Bill Burnham has a post about what Google is doing these days:
With the launch of these Google Base front-ends, Google is clearly putting into place the major pieces required to support its vertical search platform. Broadly speaking, such a platform requires 4 major pieces:
- A big, highly scalable database that can handle lots of queries. This, of course, is what Google Base was all about.
- Consumer friendly front ends to access these databases. The auto and real estate front ends are obviously the first of such front ends.
- A large, robust, crawling farm. This is obviously Google’s crown jewel.
- A set of intelligent algorithms to find, classify, and flag listings. We have yet to see this from Google.

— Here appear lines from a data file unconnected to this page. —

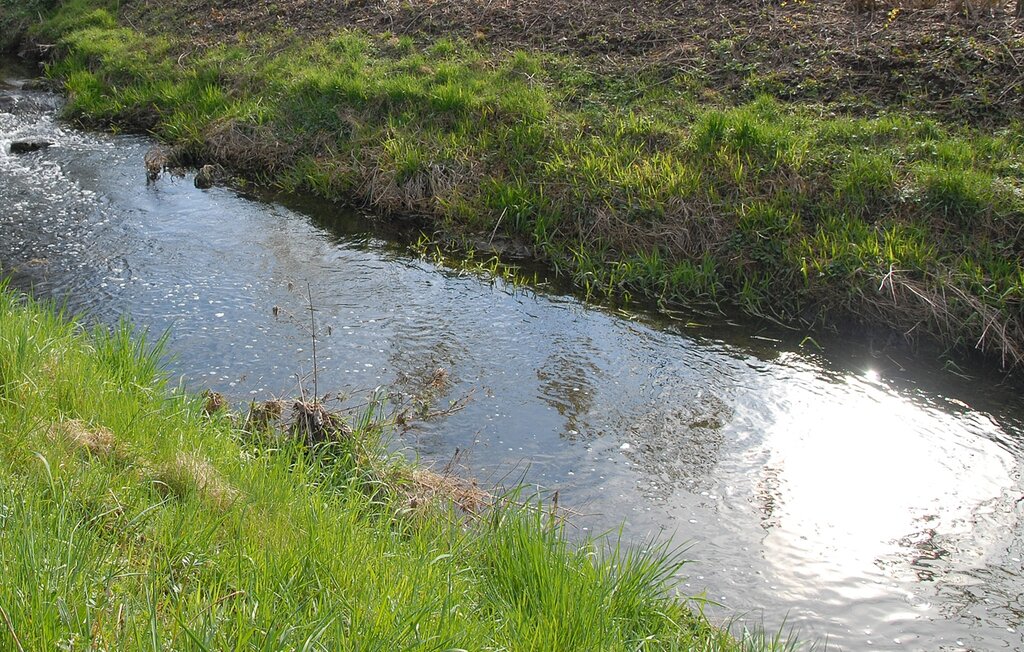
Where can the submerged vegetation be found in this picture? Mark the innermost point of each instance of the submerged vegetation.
(632, 181)
(134, 516)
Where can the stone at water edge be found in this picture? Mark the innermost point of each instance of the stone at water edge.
(26, 146)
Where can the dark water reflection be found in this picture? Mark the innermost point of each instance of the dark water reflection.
(861, 496)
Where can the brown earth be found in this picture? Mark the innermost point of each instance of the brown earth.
(963, 63)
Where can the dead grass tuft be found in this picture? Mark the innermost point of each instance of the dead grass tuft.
(214, 403)
(429, 487)
(315, 425)
(248, 148)
(941, 307)
(264, 416)
(188, 474)
(97, 441)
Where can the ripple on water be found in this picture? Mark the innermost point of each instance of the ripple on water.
(879, 508)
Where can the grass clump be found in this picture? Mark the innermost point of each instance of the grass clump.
(134, 516)
(632, 183)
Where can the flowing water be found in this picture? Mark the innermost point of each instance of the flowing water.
(859, 496)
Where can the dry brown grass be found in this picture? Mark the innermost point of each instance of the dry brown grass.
(95, 440)
(428, 487)
(188, 474)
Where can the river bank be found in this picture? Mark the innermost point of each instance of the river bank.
(814, 210)
(134, 515)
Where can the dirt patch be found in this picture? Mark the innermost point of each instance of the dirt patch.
(965, 60)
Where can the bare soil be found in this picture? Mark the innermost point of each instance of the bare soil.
(957, 61)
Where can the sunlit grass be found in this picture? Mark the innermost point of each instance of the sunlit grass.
(626, 184)
(131, 520)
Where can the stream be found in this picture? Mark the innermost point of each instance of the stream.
(855, 494)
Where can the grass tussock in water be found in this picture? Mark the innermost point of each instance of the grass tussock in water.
(632, 184)
(130, 518)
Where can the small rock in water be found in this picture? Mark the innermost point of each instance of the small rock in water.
(204, 178)
(25, 146)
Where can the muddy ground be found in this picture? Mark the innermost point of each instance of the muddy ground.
(964, 64)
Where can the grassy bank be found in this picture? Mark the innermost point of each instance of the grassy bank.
(129, 519)
(813, 209)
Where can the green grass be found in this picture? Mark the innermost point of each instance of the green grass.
(626, 183)
(130, 520)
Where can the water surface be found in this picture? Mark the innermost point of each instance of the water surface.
(856, 494)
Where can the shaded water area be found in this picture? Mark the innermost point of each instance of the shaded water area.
(857, 495)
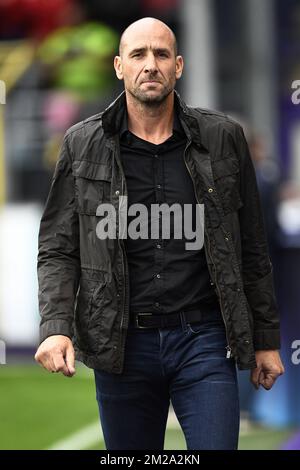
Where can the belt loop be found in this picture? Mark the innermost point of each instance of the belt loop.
(183, 320)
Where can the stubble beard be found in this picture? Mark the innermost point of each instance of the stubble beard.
(154, 100)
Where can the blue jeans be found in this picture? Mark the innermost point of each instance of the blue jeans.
(186, 364)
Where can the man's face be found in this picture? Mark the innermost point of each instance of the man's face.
(148, 64)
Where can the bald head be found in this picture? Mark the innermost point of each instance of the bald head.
(144, 27)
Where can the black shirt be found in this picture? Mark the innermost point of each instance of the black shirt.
(164, 276)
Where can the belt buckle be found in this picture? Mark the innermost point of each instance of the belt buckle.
(137, 319)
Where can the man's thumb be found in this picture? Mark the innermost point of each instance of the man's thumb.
(70, 360)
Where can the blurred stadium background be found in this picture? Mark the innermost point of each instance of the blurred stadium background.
(55, 69)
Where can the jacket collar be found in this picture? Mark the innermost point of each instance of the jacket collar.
(114, 114)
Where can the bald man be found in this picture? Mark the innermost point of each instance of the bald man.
(158, 315)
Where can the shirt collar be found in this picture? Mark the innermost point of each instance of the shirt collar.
(177, 127)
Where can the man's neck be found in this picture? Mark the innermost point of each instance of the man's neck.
(151, 123)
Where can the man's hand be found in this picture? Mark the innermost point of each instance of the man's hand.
(56, 354)
(269, 367)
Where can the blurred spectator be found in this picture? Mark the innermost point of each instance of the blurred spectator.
(78, 59)
(268, 180)
(36, 18)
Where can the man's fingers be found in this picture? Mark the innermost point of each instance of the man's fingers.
(267, 380)
(255, 373)
(70, 360)
(59, 364)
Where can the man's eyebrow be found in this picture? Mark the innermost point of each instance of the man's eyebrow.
(155, 49)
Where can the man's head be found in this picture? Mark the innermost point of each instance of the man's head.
(148, 61)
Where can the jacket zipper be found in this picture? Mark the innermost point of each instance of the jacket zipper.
(228, 348)
(124, 260)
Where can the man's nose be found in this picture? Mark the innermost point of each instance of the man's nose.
(151, 66)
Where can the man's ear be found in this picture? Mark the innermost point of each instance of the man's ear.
(178, 66)
(118, 67)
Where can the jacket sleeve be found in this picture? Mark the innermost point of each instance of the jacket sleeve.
(58, 261)
(256, 264)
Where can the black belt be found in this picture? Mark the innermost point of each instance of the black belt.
(154, 320)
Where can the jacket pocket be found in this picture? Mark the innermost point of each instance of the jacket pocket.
(92, 185)
(226, 174)
(88, 313)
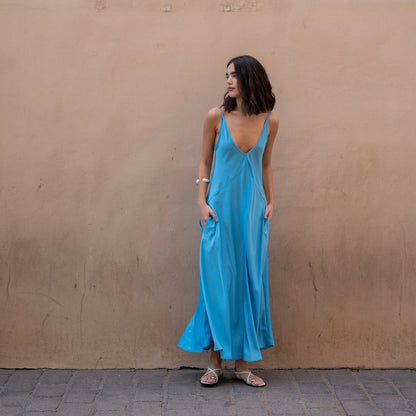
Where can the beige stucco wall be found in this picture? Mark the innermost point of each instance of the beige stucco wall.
(101, 107)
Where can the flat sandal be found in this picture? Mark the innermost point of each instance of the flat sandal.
(248, 380)
(214, 376)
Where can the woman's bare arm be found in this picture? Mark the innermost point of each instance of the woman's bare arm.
(210, 132)
(267, 166)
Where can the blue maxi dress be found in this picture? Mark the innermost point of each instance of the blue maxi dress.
(233, 305)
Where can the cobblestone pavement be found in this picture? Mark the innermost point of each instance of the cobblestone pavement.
(178, 392)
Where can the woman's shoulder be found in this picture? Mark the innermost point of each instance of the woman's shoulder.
(214, 114)
(273, 118)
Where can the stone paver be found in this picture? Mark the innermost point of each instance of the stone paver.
(340, 392)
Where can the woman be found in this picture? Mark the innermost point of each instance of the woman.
(233, 316)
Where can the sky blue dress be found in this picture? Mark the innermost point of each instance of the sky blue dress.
(233, 305)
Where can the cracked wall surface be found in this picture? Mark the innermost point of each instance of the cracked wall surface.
(101, 113)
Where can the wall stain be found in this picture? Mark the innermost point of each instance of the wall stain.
(237, 5)
(41, 294)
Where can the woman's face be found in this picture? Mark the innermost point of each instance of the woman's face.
(232, 82)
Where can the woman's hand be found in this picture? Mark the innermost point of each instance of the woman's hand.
(268, 212)
(205, 211)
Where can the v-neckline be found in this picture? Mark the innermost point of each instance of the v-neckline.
(235, 144)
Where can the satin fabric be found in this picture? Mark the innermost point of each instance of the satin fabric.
(233, 305)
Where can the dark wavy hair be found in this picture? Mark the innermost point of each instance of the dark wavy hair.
(254, 86)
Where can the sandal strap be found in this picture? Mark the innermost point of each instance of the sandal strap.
(247, 379)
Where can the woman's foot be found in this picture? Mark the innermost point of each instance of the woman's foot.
(211, 377)
(242, 373)
(214, 371)
(249, 378)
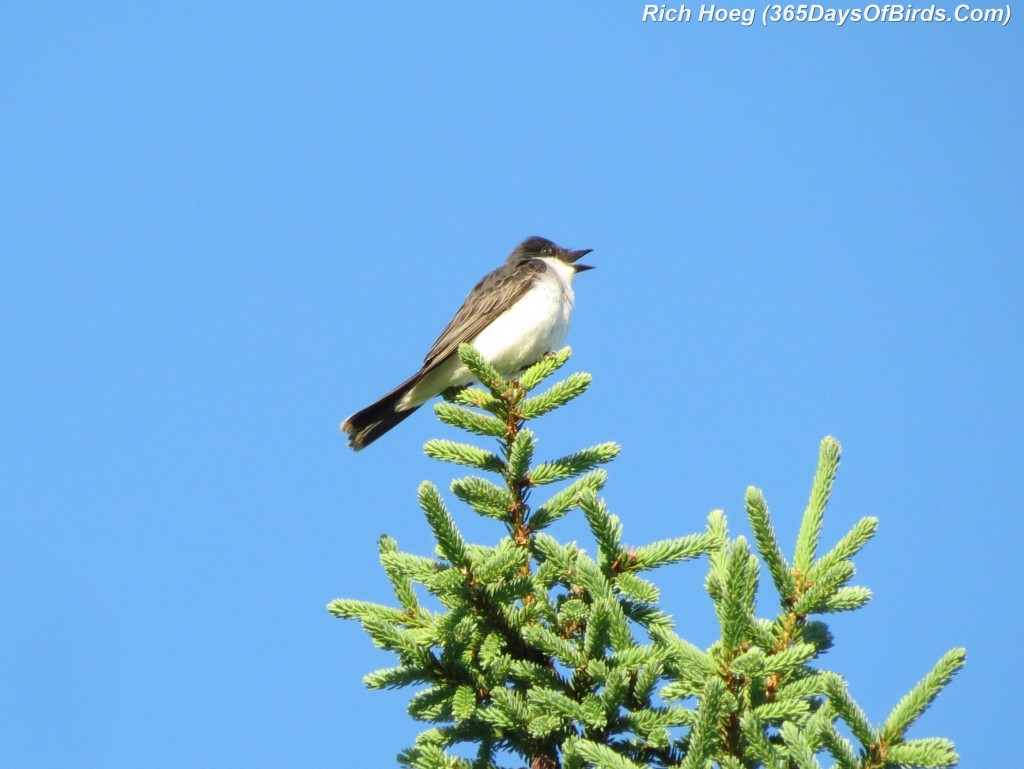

Most people remain unimpressed by Google Base because it doesn’t seem to contain a lot data. That’s because what you are seeing is a work in progress that is being purposely hobbled to reduce load during the testing phase. Google has now built beta versions of pieces #1 and #2. We will un doubtedly soon see pieces #3 and #4. Only when those pieces are in place will Google Base fulfill its potential.
The second half of the post is called "Losers and Bigger Losers":
There will be two sets of losers in all of this. The first and most immediate set of losers will be the start-up vertical search players (indeed one can only imagine the long faces at Trulia (and their VC backers) when they got their first look at Google Real Estate).
...
The second set of losers in this are the well established listings-focused Walled Gardens of the Internet. As I have outlined before in detail, these Walled Galled face a fundamental threat from search. A fully functioning Google Base will make that threat more real than ever.
What Bill hasn't mentioned is who can be the winners in this situation (besides Google!). I'll answer the question: us. The structured data component of this blogging platform is designed to populate Google Base. We've already demoed populating events into Google Calendar (not live, because of password issues). We're going to expand this idea (and do it correctly) using Google Account Authenication and then uses the GData APIs to populate pretty well anything you see in Google Base.